The stunning interior contains many artistic masterpieces. Including the beautiful Pietá by Michelangelo. Nearby, a red disc marks the spot where Charlemagne and later Holy Roman Emperors were crowned by the Pope. The centre of the Basilica is dominated by Bernini’s baldacchino. Made with bronze taken from the Pantheon, it stands over the high altar which itself sits on the site of St Peter’s grave. Above, the impressive Michelangelo’s dome soars to a height of almost 120m. From the dome entrance on the right of the basilica’s main portico, walk the 551 steps to the top or take a small lift halfway. Follow on foot for the last 320 steps and, once at the top, you’ll be rewarded with fantastic views of the city.
Those interested, can book a guided tour to the excavations beneath the Basilica that have uncovered part of the original church and what archaeologists believe is the Tomb of St Peter.
The circular St Peter’s Square is framed by two huge sets of colonnades from which beautiful statues of religious figures stand. In the centre, there’s an imposing obelisk.
Admire Artistic Masterpieces at Galleria Borghese
Galleria Borghese is one of the most important museums in Rome and visitors can expect to see exceptional works of art by Bernini and Caravaggio amongst others. Some of the museum highlights are “Apollo and Daphne” by Bernini, “Boy with a Basket of Fruit” by Caravaggio or “Paolina Bonaparte” by Canova. It’s an impressive building surrounded by the extensive Borghese’s gardens.
The Galleria is world famous for its rich collection of Baroque art so take your time to admire the beautiful works of art you can find there, including sculptures and reliefs. After that, we invite you to take a leisurely stroll through the idyllic gardens with their blooming flowers and orange trees.
Visit the Capitoline Museums
Set across three buildings in Piazza del Campidoglio, the Capitoline Museums are another must-see artistic venues in Rome. They’re considered the first public museums in the world and they’re home to Renaissance marble statues and Roman bronzes such as the Equestrian statue of Marcus Aurelius and the Capitoline Wolf. The museum also gives visitors the chance to admire the Roman Forum from the Galleria Lapidaria, an underground tunnel that connects the two main buildings.
There’s an excellent in-house restaurant that offers affordable lunch and picturesque views of the city.

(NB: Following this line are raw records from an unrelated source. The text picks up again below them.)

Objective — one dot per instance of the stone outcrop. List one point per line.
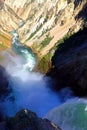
(4, 83)
(27, 120)
(39, 20)
(70, 64)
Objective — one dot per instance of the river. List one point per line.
(30, 90)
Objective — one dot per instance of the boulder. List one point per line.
(27, 120)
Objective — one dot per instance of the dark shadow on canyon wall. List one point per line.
(70, 64)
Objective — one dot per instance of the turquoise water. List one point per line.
(71, 115)
(27, 56)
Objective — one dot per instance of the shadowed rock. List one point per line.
(27, 120)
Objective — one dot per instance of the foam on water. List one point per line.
(30, 90)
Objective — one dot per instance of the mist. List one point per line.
(30, 90)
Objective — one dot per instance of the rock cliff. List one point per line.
(27, 120)
(41, 23)
(69, 64)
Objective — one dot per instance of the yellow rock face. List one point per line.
(5, 40)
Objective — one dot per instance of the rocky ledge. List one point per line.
(70, 64)
(27, 120)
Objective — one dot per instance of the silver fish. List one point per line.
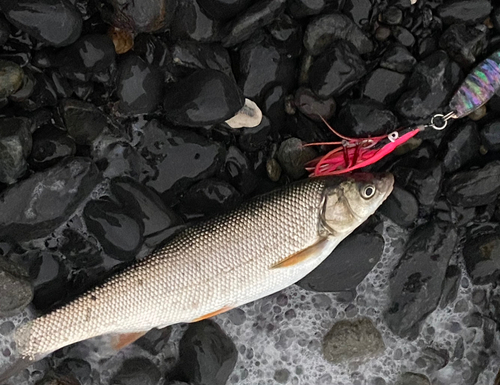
(264, 246)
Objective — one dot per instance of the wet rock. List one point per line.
(84, 121)
(461, 147)
(398, 58)
(347, 265)
(155, 340)
(403, 36)
(36, 206)
(79, 369)
(55, 22)
(137, 371)
(417, 280)
(312, 106)
(144, 204)
(15, 146)
(475, 187)
(79, 251)
(255, 17)
(207, 355)
(409, 378)
(138, 16)
(119, 234)
(490, 136)
(179, 157)
(336, 70)
(323, 30)
(401, 207)
(450, 286)
(303, 8)
(90, 58)
(191, 22)
(11, 78)
(293, 156)
(432, 82)
(203, 98)
(16, 291)
(482, 258)
(262, 65)
(464, 43)
(364, 117)
(210, 196)
(224, 9)
(50, 145)
(138, 86)
(384, 86)
(464, 11)
(192, 55)
(350, 341)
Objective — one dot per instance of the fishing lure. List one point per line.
(354, 153)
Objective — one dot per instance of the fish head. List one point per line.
(351, 199)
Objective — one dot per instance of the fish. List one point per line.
(265, 245)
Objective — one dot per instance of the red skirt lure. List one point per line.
(354, 153)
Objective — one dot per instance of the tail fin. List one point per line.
(20, 364)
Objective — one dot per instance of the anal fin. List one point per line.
(212, 314)
(303, 255)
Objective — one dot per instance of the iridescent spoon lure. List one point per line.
(354, 153)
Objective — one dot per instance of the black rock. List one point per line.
(11, 78)
(482, 258)
(36, 206)
(207, 355)
(461, 147)
(416, 282)
(144, 204)
(50, 145)
(119, 234)
(210, 196)
(474, 188)
(465, 11)
(364, 118)
(191, 22)
(224, 9)
(293, 156)
(303, 8)
(401, 207)
(336, 70)
(432, 82)
(84, 121)
(203, 98)
(135, 371)
(192, 55)
(16, 291)
(262, 65)
(90, 58)
(15, 146)
(138, 16)
(398, 58)
(490, 136)
(260, 14)
(323, 30)
(464, 43)
(254, 138)
(138, 86)
(347, 265)
(79, 251)
(384, 86)
(450, 286)
(55, 22)
(179, 158)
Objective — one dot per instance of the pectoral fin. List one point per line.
(303, 255)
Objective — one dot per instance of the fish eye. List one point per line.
(368, 191)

Despite the museums’ rich collection, it’s rarely crowded so you’ll be able to admire the hundreds of sculptures and paintings comfortably. Thanks to being close to the city’s main archaeological attractions, it’s a great place to stop after visiting the Roman Forum and Colosseum. Highlights not to miss are the bust of Commodus as Hercules, the Bust of Medusa by Bernini and the Hall of Hannibal with the bronze Capitoline Wolf.

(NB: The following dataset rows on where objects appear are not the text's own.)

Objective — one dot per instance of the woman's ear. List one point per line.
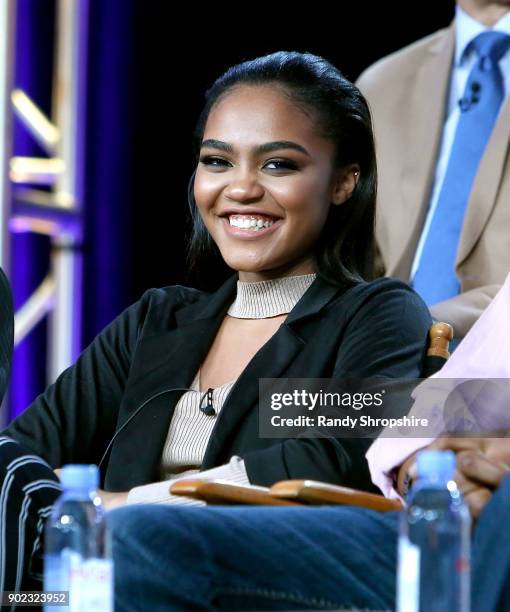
(344, 184)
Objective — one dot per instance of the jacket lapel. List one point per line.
(424, 118)
(486, 186)
(162, 363)
(271, 361)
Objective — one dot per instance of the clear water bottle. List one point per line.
(434, 543)
(76, 545)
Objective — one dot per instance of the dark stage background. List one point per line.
(149, 66)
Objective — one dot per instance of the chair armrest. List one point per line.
(312, 492)
(221, 492)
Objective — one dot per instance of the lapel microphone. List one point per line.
(208, 409)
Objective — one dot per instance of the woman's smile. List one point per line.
(265, 182)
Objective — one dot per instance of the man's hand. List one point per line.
(482, 463)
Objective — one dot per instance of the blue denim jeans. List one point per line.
(248, 558)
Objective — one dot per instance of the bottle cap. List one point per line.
(436, 465)
(82, 477)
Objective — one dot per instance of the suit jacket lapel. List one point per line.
(424, 119)
(486, 186)
(271, 361)
(162, 363)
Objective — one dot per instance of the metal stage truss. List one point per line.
(46, 195)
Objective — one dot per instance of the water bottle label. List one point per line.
(91, 586)
(408, 582)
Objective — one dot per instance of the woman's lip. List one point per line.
(246, 234)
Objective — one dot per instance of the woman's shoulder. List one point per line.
(164, 301)
(385, 302)
(384, 288)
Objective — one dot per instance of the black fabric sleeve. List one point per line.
(386, 337)
(74, 418)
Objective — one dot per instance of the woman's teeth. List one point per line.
(249, 222)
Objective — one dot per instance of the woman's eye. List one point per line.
(214, 162)
(281, 165)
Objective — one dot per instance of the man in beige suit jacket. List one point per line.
(408, 93)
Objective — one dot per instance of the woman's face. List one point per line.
(265, 182)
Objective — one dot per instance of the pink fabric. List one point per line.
(483, 353)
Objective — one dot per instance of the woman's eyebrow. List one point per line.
(267, 147)
(211, 143)
(277, 145)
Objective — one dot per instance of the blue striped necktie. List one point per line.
(435, 279)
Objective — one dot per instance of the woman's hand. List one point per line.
(109, 499)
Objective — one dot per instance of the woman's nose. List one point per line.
(244, 187)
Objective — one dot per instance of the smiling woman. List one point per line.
(284, 191)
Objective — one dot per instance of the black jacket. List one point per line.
(372, 329)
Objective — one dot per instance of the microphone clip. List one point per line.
(208, 409)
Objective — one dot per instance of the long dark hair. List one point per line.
(345, 249)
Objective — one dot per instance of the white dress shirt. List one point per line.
(466, 30)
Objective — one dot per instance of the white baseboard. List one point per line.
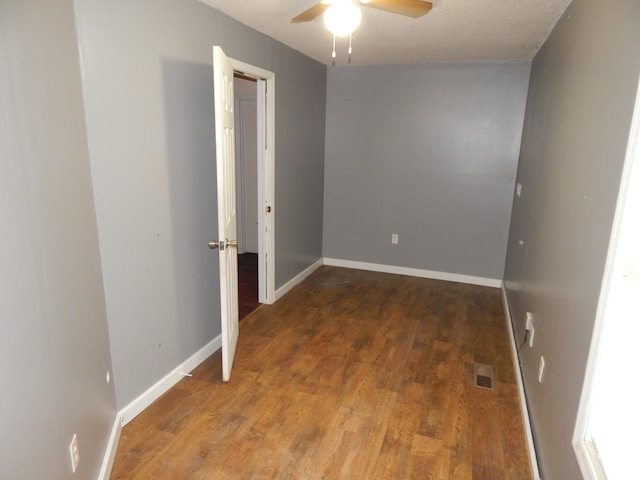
(110, 451)
(528, 432)
(132, 410)
(415, 272)
(297, 279)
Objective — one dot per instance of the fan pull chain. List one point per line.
(350, 49)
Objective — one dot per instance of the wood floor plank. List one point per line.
(352, 375)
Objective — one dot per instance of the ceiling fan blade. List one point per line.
(409, 8)
(311, 13)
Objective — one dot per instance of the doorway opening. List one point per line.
(245, 99)
(254, 125)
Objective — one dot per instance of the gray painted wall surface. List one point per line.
(149, 103)
(54, 344)
(428, 152)
(579, 110)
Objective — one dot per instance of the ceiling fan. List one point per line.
(409, 8)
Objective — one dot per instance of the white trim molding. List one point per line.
(526, 422)
(297, 279)
(415, 272)
(136, 407)
(110, 451)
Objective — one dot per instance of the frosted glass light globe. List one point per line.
(342, 18)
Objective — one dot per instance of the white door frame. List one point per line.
(266, 174)
(583, 444)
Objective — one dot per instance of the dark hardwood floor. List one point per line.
(351, 375)
(247, 284)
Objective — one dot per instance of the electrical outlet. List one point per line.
(530, 329)
(74, 452)
(541, 366)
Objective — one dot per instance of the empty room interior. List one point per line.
(434, 215)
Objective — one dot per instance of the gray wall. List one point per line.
(54, 345)
(149, 105)
(579, 109)
(428, 152)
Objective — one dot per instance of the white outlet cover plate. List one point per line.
(74, 452)
(541, 366)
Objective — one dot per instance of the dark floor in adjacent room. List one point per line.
(247, 284)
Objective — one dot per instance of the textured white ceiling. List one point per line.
(454, 30)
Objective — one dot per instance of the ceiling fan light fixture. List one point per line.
(342, 18)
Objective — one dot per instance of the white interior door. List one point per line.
(227, 234)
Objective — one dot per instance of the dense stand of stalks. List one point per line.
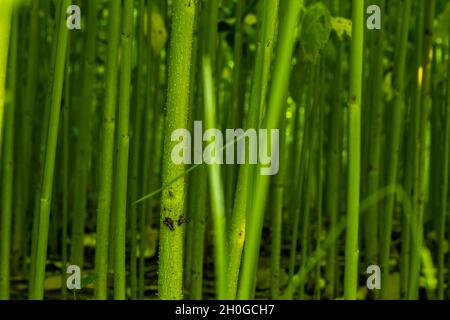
(359, 92)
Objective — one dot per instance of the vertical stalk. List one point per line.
(8, 168)
(170, 280)
(278, 91)
(83, 145)
(394, 147)
(236, 233)
(215, 181)
(422, 152)
(5, 27)
(107, 148)
(121, 178)
(444, 190)
(354, 150)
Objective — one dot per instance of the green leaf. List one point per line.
(316, 29)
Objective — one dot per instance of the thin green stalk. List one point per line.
(422, 152)
(354, 110)
(121, 177)
(65, 177)
(278, 91)
(6, 8)
(236, 234)
(376, 126)
(60, 48)
(24, 180)
(334, 162)
(170, 280)
(444, 191)
(8, 168)
(215, 182)
(107, 148)
(277, 218)
(139, 100)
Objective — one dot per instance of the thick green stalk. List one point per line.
(394, 150)
(5, 27)
(121, 177)
(334, 171)
(107, 148)
(354, 111)
(23, 180)
(276, 108)
(83, 145)
(8, 169)
(50, 154)
(170, 280)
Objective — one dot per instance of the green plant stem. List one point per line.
(50, 154)
(444, 191)
(422, 152)
(8, 168)
(236, 234)
(121, 177)
(24, 179)
(276, 105)
(107, 148)
(83, 145)
(170, 280)
(394, 148)
(6, 8)
(217, 195)
(356, 63)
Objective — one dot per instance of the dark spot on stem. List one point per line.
(169, 223)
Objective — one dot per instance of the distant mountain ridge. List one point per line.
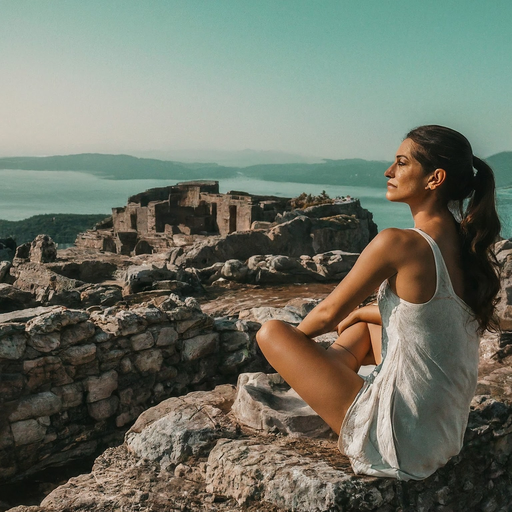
(354, 172)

Trastevere is a Roman neighborhood across the Tiber famous for its bohemian and hip atmosphere where you’ll find lots of boutiques that will tempt you with their perfumes, pieces of jewelry and handicrafts. Its cobblestoned streets and ochre buildings contribute to this instagrammable area of the city.
Trastevere is a great place to be during the evenings and nights, as there are people hanging out, enjoying a drink at bars or wandering around.

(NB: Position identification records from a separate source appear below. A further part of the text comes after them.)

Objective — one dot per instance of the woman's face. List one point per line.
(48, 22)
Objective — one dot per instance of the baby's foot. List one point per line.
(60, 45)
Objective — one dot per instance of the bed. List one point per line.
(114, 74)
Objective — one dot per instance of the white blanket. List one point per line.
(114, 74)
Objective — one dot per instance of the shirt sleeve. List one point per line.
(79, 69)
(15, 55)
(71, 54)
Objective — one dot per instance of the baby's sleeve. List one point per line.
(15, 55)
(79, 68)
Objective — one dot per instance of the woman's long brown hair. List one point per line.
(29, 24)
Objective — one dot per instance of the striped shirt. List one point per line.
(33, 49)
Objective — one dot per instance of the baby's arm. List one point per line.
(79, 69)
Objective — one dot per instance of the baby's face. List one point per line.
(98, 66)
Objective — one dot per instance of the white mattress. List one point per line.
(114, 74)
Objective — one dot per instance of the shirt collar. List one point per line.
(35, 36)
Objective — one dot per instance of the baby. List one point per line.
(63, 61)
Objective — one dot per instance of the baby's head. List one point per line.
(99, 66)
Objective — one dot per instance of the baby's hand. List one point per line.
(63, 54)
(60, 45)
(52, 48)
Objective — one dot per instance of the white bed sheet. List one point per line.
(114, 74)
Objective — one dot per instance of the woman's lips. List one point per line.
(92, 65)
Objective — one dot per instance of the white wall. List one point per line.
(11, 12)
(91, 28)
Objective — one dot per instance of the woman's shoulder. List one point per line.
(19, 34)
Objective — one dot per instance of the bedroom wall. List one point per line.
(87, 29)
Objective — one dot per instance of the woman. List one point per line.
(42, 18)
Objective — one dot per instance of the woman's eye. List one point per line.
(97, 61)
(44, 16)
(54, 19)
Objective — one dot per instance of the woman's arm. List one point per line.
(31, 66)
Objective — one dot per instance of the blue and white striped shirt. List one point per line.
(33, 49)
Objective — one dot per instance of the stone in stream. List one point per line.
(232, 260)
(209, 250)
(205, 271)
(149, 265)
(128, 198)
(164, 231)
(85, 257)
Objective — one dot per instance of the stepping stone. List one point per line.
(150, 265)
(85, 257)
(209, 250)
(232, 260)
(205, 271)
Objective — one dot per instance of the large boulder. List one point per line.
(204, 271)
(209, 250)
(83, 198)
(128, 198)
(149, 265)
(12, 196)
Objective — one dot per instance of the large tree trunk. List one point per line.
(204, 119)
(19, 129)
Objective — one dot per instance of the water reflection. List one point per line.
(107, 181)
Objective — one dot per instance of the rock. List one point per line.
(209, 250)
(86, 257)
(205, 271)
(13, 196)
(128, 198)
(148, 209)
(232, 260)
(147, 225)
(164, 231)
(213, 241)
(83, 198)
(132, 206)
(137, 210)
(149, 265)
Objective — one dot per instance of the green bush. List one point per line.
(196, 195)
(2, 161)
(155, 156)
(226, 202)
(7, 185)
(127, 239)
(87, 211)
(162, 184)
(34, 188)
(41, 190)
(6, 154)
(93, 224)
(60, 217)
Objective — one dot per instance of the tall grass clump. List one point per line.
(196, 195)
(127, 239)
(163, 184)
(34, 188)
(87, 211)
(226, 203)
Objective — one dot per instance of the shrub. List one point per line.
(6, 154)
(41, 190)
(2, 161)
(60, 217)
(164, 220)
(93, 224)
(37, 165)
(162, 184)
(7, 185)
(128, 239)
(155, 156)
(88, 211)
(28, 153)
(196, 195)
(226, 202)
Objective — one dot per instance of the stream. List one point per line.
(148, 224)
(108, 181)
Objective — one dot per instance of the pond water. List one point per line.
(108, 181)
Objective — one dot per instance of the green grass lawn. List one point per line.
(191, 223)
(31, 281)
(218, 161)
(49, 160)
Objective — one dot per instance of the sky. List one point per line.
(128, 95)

Explore Trastevere to experience a real slice of Roman culture!
Throw A Coin In The Trevi Fountain
Your trip to the Eternal City will be incomplete unless you visit the Trevi Fountain: Nicola Salvi’s awe-inspiring Baroque masterpiece that features a marble statue of Neptune surrounded by tritons. Don’t think it twice and throw a coin in the fountain! If you do, you’ll return to Rome!
However, those looking forward to having an instagrammable memory of Trevi Fountain should bear in mind that it is usually crowded with tourists! Visit it early in the morning or late at night when the crowds disperse.
It’s probably the most famous planet in the world and you can’t miss it during your stay in Rome!